AUD/USD daily chart with support and resistance lines marked. Click to enlarge:
- MI Inflation Gauge: Sunday, 23:30. As official inflation figures are released only once per quarter in Australia, this indicator by the Melbourne Institute fills the gap. After dropping to 0.1% two months ago, inflation picked up and reached 0.4% last month. A similar figure is expected now.
- New Motor Vehicle Sales: Monday, 00:30. The volume of sales for this important product serves as a good indicator for the whole economy. A small rise of 0.2% was reported last month. A drop is expected now.
- Westpac Consumer Sentiment: Tuesday, 23:30. 1200 consumers are surveyed for this indicator. After a sharp drop of 5.3% two months ago, a small rise of 0.2% was reported last month. A bigger rise is predicted this time.
- MI Inflation Expectations: Wednesday, 23:30. Completing their similar figure released earlier in the week, inflation expectations went in the opposite direction, dropping below 3% last month to 2.8%. A rise above 3% is now likely.
- Chinese GDP: Thursday, 2:00. Australia’s main trade partner releases two major indicators together. GDP for the fourth quarter of 2010 closes the year and provides also the 2010 figure as well. A growth rate of 9.4% is expected, a bit lower than 9.6% in the previous quarter and still very high. A higher growth is better for Australia.

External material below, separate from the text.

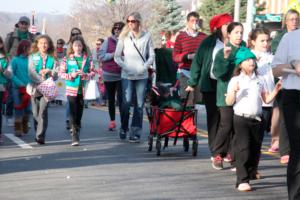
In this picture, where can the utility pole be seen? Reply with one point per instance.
(249, 18)
(237, 6)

- Chinese CPI: Thursday, 2:00. Prices have become a worry in China, after inflation passed the 5% mark, and triggered a rate hike that hurt the Aussie. Chinese inflation is now predicted to ease to 4.7%. Note that the Chinese authorities raised the reserve ratio requirements in the past weekend. This happened quite frequently in recent months.
- Import Prices: Friday, 00:30. This quarterly figure rose by 0.7% last time, and is now predicted to accelerate and print a 0.9% rise. A rise of above 1.5% might change the picture about a rate hike in Australia.
AUD/USD Technical Analysis
The Aussie continued the decline, falling as low as 0.98, a new line on the chart (didn’t appear last week, before making an attempt to rise but failing to reconquer parity before closing at 0.9886.
The Aussie now faces immediate resistance at 0.915, a line which was a stop on the way up, and served as a pivotal line in recent months. Above, parity is the obvious line of resistance, that also worked well in the past week.
Above, 1.0080 was the bottom line of a high range that the Aussie enjoy in November. 1.0180 is the top border and is another line of resistance. The last line on the upside it 1.0250 – the multi-year high.
Looking down, 0.98 is the immediate line of support, which proved to be strong just now. It’s followed by 0.9724, which was a tough support line in recent months.
0.9660 is the next line of support – it worked in both direction, and especially as support in October. 0.9540 was the bottom in November and also in September, and serves as important support.
Lower, 0.9460 was a stepping stone on the way. The next two lines are neighbors – 0.9366 and 0.9327 worked as resistance lines many times in the past. The last line on the downside is 0.9220, a peak seen many months ago.
I am neutral on AUD/USD.
The impact of the floods is worse than thought earlier. Together with the Chinese tightening moves, they serve as a balance to the strong Australian fundamentals.